¿Es posible qué la economía de mercado y el crecimiento del país continúen con la misma fuerza y velocidad mientras en la política se ensayan estrategias autoritarias a favor de una eventual reelección conyugal? Una interrogante muy complicada, pero si se mantiene la incertidumbre, es evidente que los mercados llegarán al 2016 lanzando los últimos alientos. Algunos creen que, en democracia, se puede jugar a la política autoritaria y pretender mantener el crecimiento para evitar caídas en la popularidad presidencial. Gravísimo error.
Los mercados son organismos vivos que solo respiran información. Si desde el Estado se emite una señal en contra la libertad económica, sobre todo en el Perú, millones de empresarios postergan decisiones y se forma una cadena de frenazos de impensables consecuencias. Los estatistas creen que los mercados son creaciones artificiales de la derecha. Se olvidan, por ejemplo, que el asunto de la frustrada compra de Repsol debe haber paralizado millones de proyectos en Gamarra, San Juan de Lurigancho, Villa el Salvador y también entre los grandes inversionistas. En democracia, pues, no puede haber una política de apellido autoritario y una economía a favor de la libertad.
Más allá de que el jefe de Estado haya convocado a todos los líderes políticos para unir al país ante el fallo de La Haya, es evidente que el régimen ha venido desarrollando una política autoritaria: demonización de la clase política y búsqueda sistemática de la polarización mientras se intenta reconstruir los puentes derribados con los empresarios. Es decir, mercado sí, porque la popularidad presidencial peligra, aunque en democracia podemos hacer “estrategia y ensayos”.
En los únicos lugares donde el mercado pudo desplegarse al margen de la democracia fue en aquellas sociedades donde la ruptura del estatismo y los colectivismos surgió como iniciativa del estado. En China y Vietnam, por ejemplo, el estado comunista decidió pulverizar la planificación y desarrollar política agresivas de mercado. Sin embargo, los politólogos sostienen que, tarde o temprano, el mercado y la consolidación de las clases medias volverá inevitable la democracia, tal como sucedió con los llamados tigres del Asia. Más atrás en la historia, el estado absolutista inglés aceptó la emergencia de millones de parceleros sobre las tierras feudales con la esperanza de mantener el poder exclusivo. No obstante emergió una de las democracias más longevas de la historia.
Cualquiera sea el ángulo de análisis es imposible sostener una política autoritaria con vigencia de mercado en una democracia como la peruana. El resultado ya empieza a ser evidente: una caída de la popularidad presidencial que puede convertirse en tendencia.

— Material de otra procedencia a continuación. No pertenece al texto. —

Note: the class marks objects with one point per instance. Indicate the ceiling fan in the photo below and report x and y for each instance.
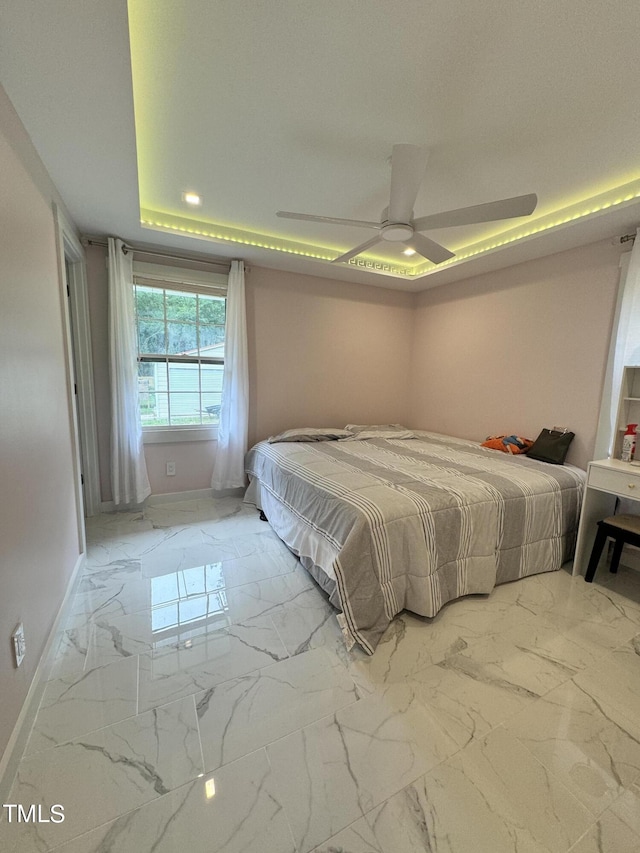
(397, 225)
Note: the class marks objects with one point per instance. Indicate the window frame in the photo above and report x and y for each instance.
(174, 278)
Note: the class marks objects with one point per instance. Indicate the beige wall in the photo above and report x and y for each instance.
(510, 351)
(517, 350)
(325, 353)
(39, 543)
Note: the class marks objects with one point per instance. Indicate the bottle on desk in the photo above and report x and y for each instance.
(629, 443)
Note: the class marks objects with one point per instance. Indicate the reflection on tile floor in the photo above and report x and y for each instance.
(201, 699)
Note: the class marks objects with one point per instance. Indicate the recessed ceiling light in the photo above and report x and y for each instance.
(192, 198)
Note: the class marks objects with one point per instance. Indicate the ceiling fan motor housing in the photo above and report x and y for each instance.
(396, 232)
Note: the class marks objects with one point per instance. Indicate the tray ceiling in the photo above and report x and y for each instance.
(260, 106)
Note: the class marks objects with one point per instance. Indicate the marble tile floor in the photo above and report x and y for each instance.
(201, 699)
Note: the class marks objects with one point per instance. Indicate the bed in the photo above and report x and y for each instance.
(386, 522)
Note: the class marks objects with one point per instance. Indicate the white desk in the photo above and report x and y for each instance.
(607, 479)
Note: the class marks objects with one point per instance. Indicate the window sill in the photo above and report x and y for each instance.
(172, 435)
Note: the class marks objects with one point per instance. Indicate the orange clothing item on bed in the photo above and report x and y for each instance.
(508, 443)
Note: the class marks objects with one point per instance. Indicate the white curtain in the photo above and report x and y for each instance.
(129, 481)
(624, 350)
(228, 471)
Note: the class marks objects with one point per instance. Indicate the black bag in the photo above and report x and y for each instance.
(551, 445)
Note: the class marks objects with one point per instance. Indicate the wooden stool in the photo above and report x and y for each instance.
(623, 529)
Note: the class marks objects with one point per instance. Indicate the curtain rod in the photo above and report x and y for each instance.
(226, 265)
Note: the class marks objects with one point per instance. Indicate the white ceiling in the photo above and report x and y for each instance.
(262, 105)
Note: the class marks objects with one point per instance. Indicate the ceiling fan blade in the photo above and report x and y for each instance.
(408, 163)
(332, 220)
(429, 249)
(357, 251)
(506, 208)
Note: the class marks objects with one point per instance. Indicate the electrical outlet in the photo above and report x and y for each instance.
(19, 644)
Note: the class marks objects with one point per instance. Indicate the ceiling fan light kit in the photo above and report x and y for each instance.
(408, 165)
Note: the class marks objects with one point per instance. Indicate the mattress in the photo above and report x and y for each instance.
(386, 525)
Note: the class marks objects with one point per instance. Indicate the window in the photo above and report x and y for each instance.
(181, 336)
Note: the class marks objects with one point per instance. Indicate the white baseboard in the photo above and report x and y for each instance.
(630, 557)
(22, 729)
(176, 497)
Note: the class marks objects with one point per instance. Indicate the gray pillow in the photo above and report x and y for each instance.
(376, 427)
(310, 434)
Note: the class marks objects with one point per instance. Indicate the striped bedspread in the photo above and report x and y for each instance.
(411, 524)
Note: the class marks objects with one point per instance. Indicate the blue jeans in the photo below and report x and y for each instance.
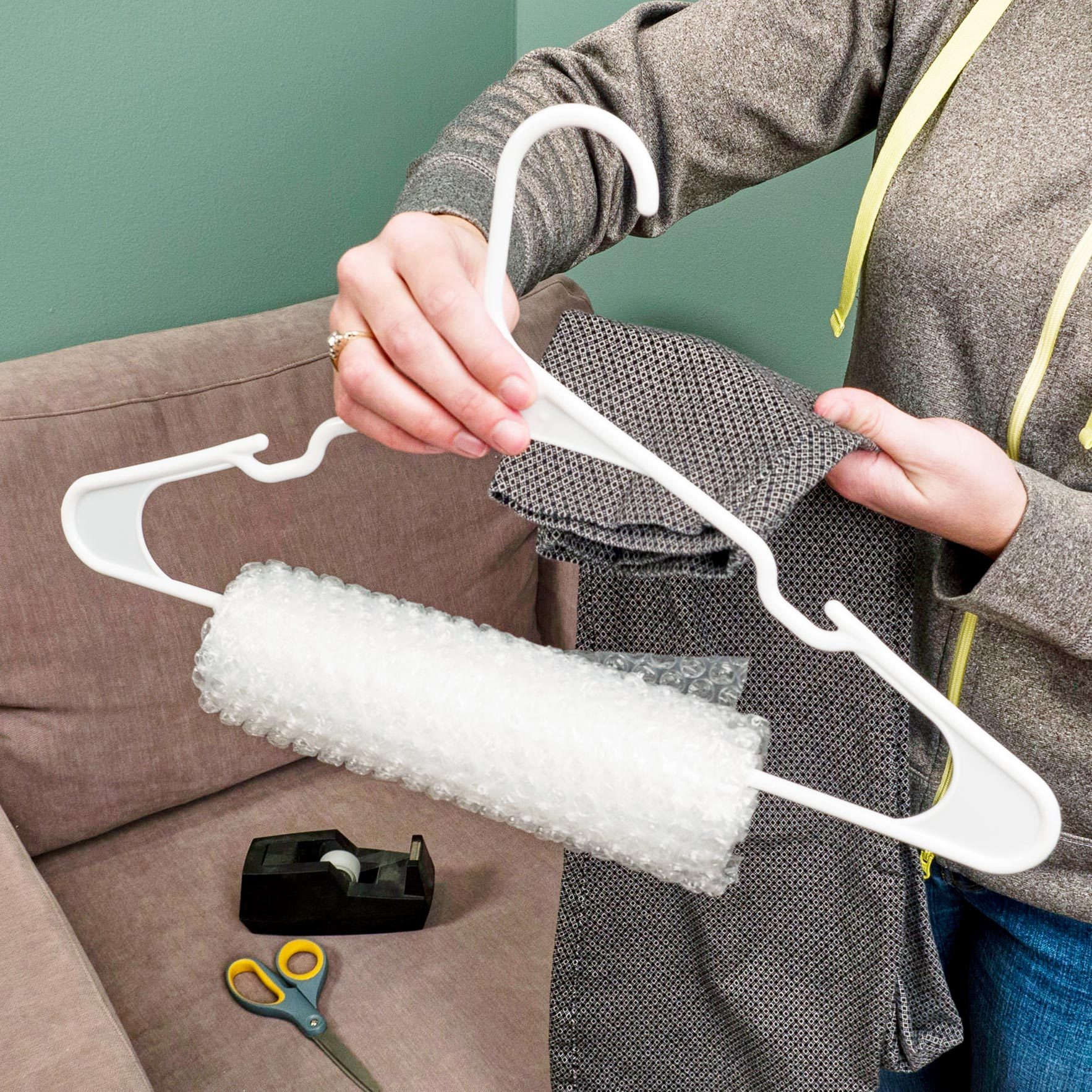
(1022, 981)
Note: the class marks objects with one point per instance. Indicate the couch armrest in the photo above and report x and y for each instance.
(57, 1026)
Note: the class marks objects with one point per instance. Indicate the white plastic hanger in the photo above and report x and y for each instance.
(999, 816)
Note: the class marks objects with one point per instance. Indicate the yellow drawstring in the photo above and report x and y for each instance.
(918, 109)
(1086, 435)
(1047, 339)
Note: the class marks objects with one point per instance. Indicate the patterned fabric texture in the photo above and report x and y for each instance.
(745, 435)
(818, 968)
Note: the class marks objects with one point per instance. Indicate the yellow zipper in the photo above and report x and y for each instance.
(916, 111)
(956, 676)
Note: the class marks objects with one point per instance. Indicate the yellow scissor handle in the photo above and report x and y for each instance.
(294, 948)
(241, 966)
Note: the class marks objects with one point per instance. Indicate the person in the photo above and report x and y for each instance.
(970, 369)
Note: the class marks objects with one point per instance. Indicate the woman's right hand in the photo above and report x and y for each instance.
(435, 375)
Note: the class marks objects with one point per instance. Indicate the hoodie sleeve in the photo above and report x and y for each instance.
(724, 93)
(1041, 583)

Si no hay cambios claros, evidentes, más allá de juramentos o reafirmaciones de hojas de ruta, los mercados seguirán respirando gases nocivos y el crecimiento se pasmará. Y ya estamos demasiados viejos en cuestiones de autoritarismos y democracias para no percatarnos de que, a veces, se da un paso atrás leninista para luego tratar de avanzar dos trancazos.
Aquellos que sueñan con ser montesinitos o fouchés deberían recordar que el ‘soft ware’ autoritario de la América Latina de hoy nació en el Perú de los noventa y la inmunización final contra esa amenaza también se está creando aquí. El autoritarismo solo puede prosperar con la destrucción del mercado, pero eso es jugar con los infiernos de la popularidad presidencial.